Marcotte Erin L, Pankratz Nathan, Amatruda James F, Frazier A Lindsay, Krailo Mark, Davies Stella, Starr Jacqueline R, Lau Ching C, Roesler Michelle, Langer Erica, Hallstrom Caroline, Hooten Anthony J, Poynter Jenny N
Division of Epidemiology & Clinical Research, Department of Pediatrics, University of Minnesota, Minneapolis, Minnesota.
Department of Laboratory Medicine and Pathology, University of Minnesota, Minneapolis, Minnesota.
Genes Chromosomes Cancer. 2017 Jul;56(7):548-558. doi: 10.1002/gcc.22457. Epub 2017 Apr 4.
Germ cell tumors (GCT) are a rare form of childhood cancer that originate from the primordial germ cell. Recent genome-wide association studies (GWAS) have identified susceptibility alleles for adult testicular GCT (TGCT). We test whether these SNPs are associated with GCT in pediatric and adolescent populations. This case-parent triad study includes individuals with GCT diagnosed between ages 0 and 19. We evaluated 26 SNPs from GWAS of adult TGCT and estimated main effects for pediatric GCT within complete trios (N = 366) using the transmission disequilibrium test. We used Estimation of Maternal, Imprinting and interaction effects using Multinomial modelling to evaluate maternal effects in non-Hispanic white trios and dyads (N = 244). We accounted for multiple comparisons using a Bonferroni correction. A variant in SPRY4 (rs4624820) was associated with reduced risk of GCT (OR [95% CI]: 0.70 [0.57, 0.86]). A variant in BAK1 (rs210138) was positively associated with GCT (OR [95% CI]: 1.70 [1.32, 2.18]), with a strong estimated effect for testis tumors (OR [95% CI]: 3.31 [1.89, 5.79]). Finally, a SNP in GAB2 (rs948662) was associated with increased risk for GCT (OR [95% CI]: 1.56 [1.20, 2.03]). Nominal associations (P < 0.05) were noted for eight additional loci. A maternal effect was observed for KITLG SNP rs4474514 (OR [95% CI]: 1.66 [1.21, 2.28]) and a paternal parent-of-origin effect was observed for rs7221274 (P = 0.00007), near TEX14, RAD51C, and PPM1E. We observed associations between SNPs in SPRY4, BAK1, and GAB2 and GCTs. This analysis suggests there may be common genetic risk factors for GCT in all age groups.

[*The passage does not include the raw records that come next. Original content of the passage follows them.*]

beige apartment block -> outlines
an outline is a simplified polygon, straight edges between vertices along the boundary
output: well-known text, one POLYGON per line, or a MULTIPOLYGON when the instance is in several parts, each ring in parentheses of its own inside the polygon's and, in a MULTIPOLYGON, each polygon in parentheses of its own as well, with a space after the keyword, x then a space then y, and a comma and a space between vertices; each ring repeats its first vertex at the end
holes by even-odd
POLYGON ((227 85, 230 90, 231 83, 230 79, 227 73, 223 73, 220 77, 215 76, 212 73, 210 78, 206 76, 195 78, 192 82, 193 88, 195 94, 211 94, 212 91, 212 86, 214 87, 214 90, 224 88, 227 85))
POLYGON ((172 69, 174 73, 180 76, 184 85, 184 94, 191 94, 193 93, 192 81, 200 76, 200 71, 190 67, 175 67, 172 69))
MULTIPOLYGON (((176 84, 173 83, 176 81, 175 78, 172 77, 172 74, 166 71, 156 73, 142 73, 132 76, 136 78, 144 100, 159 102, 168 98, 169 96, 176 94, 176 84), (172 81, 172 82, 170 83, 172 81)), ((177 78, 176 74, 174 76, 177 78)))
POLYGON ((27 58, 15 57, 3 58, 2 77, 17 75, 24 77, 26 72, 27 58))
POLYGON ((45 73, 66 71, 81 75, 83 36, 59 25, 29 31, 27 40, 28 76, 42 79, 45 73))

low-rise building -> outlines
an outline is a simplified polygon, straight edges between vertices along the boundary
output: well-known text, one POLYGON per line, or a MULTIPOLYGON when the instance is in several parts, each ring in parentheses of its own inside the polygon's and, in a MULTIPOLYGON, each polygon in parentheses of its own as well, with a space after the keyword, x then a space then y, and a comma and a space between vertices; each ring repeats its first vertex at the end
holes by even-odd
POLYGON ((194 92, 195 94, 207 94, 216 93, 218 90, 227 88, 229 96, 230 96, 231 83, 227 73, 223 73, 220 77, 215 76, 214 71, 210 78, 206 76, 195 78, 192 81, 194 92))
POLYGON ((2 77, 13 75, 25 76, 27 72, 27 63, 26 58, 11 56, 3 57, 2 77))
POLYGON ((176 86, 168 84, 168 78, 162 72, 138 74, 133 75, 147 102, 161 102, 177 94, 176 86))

生殖细胞肿瘤(GCT)是一种罕见的儿童癌症,起源于原始生殖细胞。最近的全基因组关联研究(GWAS)已经确定了成人睾丸生殖细胞肿瘤(TGCT)的易感等位基因。我们测试这些单核苷酸多态性(SNP)是否与儿童和青少年人群中的GCT相关。这项病例-父母三联体研究纳入了0至19岁被诊断为GCT的个体。我们评估了来自成人TGCT的GWAS的26个SNP,并使用传递不平衡检验估计了完整三联体(N = 366)中儿童GCT的主要效应。我们使用多项模型估计母体、印记和相互作用效应,以评估非西班牙裔白人三联体和二元组(N = 244)中的母体效应。我们使用Bonferroni校正来考虑多重比较。SPRY4中的一个变体(rs4624820)与GCT风险降低相关(比值比[95%可信区间]:0.70[0.57,0.86])。BAK1中的一个变体(rs210138)与GCT呈正相关(比值比[95%可信区间]:1.70[1.32,2.18]),对睾丸肿瘤的估计效应较强(比值比[95%可信区间]:3.31[1.89,5.79])。最后,GAB2中的一个SNP(rs948662)与GCT风险增加相关(比值比[95%可信区间]:1.56[1.20,2.03])。另外八个位点存在名义上的关联(P < 0.05)。在KITLG SNP rs4474514中观察到母体效应(比值比[95%可信区间]:1.66[1.21,2.28]),在rs7221274中观察到父系亲本来源效应(P = 0.00007),该位点靠近TEX14、RAD51C和PPM1E。我们观察到SPRY4、BAK1和GAB2中的SNP与GCT之间存在关联。该分析表明,所有年龄组的GCT可能存在共同的遗传风险因素。